2. The Hyper-Calvinist declares that the warrant a sinner has to come to Jesus Christ is found in his own experience of conviction and assurance. That warrant, the hyper says, cannot be obtained until we are inwardly spiritually exercised. But, Spurgeon preached that all mankind has a warrant to believe extended to them, giving them the right to place their trust in the Lord Jesus. That warrant is the universal command found in the Word of God that all men should repent of their sins and should believe in the Lord Jesus. ‘Do not wait for your feelings to convince you that you can venture on Christ,’ urged Spurgeon, ‘you have the right to come just as you are today because God is sincerely beseeching you to come to his Son for pardon.’ In his 1863 sermon on the, “Warrant of Faith,” Spurgeon tells people that if the warrant were not in the Word of God but in the sinner’s own condition, the result has to be that people would be driven to look within themselves and ask, ‘Have I sufficiently broken my heart?’ rather than looking to a welcoming Saviour (MTP, Vol.9, p.529ff). And what exactly is the case today?. Spurgeon pointed out pertinently that those whose hearts are most broken feel most the obdurate hardness of their hearts.
3. The Hyper-Calvinist declares that human inability means man cannot be urged to come at that moment to Christ. A universal command must presuppose a modicum of ability, he says. Spurgeon replied that he would not tone down man’s depravity and helplessness one whit. The gospel is one of grace and therefore rests upon despair of human resources and potency. It is only on the presupposition of total depravity and complete human impotence that the full glory and power of the gospel can be declared. Spurgeon then would exalt God’s power to save. There are two lines found in Scripture, one that declares man’s helplessness through being dead in sin and yet that he is responsible to turn to God, and the other, that the Lord is sovereign to save. As John Duncan said, ‘the idea that God did half and man did half is utterly false. God doing all and man also doing all is the teaching of the Bible.’

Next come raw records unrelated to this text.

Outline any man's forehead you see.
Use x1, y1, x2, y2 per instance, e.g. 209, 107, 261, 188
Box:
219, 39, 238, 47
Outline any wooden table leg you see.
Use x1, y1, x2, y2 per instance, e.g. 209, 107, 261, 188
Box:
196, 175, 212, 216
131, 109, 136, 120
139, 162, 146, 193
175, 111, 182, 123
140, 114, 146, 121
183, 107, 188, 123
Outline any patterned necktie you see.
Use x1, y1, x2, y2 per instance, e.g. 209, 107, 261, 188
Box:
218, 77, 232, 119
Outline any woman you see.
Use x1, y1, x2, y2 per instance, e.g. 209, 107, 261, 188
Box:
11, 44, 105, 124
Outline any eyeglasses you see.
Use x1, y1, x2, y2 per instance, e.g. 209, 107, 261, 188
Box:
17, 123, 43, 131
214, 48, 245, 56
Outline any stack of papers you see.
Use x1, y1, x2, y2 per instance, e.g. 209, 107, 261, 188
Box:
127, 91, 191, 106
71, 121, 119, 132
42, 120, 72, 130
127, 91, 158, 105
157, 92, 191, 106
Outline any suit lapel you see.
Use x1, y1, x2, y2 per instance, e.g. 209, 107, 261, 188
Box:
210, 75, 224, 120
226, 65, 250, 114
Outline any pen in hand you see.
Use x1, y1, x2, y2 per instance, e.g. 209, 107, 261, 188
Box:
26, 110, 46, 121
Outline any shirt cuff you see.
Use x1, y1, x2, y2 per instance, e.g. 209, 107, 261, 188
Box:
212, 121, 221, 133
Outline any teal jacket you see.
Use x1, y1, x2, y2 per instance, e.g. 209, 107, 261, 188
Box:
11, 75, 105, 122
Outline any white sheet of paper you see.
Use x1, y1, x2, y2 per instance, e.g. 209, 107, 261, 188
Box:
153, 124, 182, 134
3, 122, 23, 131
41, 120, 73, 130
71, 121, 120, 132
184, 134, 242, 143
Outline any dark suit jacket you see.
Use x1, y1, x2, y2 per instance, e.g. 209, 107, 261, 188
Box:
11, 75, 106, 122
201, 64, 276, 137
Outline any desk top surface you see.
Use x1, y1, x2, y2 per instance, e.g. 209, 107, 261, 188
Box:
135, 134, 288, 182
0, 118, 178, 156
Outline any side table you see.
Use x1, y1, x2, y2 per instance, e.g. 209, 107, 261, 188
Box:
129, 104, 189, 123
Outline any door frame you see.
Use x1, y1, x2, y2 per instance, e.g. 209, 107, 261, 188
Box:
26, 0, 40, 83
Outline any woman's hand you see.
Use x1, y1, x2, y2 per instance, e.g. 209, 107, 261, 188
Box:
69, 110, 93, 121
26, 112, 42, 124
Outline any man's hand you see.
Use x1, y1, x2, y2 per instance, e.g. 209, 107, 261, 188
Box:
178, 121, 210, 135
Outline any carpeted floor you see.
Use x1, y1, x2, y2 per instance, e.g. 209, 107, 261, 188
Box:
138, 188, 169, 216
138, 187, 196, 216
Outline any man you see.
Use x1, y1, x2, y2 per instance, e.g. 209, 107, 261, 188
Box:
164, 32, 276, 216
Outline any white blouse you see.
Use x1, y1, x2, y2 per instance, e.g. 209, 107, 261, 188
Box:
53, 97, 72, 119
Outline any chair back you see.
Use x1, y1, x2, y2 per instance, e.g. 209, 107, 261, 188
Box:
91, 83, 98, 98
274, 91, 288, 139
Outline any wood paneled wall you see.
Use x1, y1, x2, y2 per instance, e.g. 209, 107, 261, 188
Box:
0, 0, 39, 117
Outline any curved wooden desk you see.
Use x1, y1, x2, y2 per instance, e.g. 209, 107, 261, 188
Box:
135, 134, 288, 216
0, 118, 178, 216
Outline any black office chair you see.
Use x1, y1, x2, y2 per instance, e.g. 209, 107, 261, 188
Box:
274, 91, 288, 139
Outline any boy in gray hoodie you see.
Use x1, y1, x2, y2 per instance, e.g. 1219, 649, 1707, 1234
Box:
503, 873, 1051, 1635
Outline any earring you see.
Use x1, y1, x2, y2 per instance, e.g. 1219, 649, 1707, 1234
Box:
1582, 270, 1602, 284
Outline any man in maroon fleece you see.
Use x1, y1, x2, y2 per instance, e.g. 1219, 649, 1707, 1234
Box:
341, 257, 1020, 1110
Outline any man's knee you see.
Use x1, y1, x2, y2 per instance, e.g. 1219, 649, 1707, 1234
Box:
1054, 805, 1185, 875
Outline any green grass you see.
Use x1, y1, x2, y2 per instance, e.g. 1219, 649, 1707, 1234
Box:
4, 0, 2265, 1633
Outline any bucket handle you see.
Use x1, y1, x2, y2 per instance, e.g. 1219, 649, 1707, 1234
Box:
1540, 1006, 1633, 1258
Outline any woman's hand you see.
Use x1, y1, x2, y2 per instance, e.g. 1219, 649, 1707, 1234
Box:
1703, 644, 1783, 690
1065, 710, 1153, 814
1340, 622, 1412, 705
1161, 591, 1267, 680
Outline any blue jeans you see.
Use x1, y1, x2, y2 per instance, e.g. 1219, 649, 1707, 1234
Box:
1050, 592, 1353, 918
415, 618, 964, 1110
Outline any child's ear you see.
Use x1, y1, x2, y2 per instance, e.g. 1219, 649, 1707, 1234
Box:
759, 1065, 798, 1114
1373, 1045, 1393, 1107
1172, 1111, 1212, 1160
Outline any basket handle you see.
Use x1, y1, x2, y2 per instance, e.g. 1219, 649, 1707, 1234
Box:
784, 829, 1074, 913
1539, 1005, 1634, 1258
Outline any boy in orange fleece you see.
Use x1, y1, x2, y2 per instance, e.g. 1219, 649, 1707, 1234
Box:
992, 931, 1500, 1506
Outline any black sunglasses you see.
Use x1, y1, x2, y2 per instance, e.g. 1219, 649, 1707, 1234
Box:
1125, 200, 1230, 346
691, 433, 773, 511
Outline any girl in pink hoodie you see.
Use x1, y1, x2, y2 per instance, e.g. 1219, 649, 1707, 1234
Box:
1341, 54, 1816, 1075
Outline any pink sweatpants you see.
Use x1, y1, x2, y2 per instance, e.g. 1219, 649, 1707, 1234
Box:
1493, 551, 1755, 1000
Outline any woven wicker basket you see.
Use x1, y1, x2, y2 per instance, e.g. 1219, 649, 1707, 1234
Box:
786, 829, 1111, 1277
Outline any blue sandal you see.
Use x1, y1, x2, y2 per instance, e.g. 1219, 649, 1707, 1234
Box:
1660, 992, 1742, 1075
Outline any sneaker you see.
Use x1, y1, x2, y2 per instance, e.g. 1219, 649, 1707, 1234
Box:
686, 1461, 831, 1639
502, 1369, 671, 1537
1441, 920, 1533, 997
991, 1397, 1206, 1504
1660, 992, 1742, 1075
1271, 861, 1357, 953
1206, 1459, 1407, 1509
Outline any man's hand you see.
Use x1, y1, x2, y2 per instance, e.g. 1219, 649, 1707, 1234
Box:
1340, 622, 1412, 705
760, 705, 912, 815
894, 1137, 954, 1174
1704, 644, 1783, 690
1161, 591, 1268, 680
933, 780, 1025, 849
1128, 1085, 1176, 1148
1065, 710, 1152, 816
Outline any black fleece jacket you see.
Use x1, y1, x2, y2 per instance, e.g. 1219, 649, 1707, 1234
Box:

4. The Hyper-Calvinist denies the universal love of God. He has a fearful caricature of the real nature of God which would present him as fierce, and not easily induced to love. ‘If we fellowshipped more with Christ,’ said Iain Murray, ‘we would know and love him more. Then there would be no uncertainty that God desired the salvation of sinners. ‘How oft would I have gathered you,’ says the Saviour to recalcitrant Jerusalem. – From Spurgeon's Battles with the Hyper-Calvinists (source link) [Emboldened type is my addition].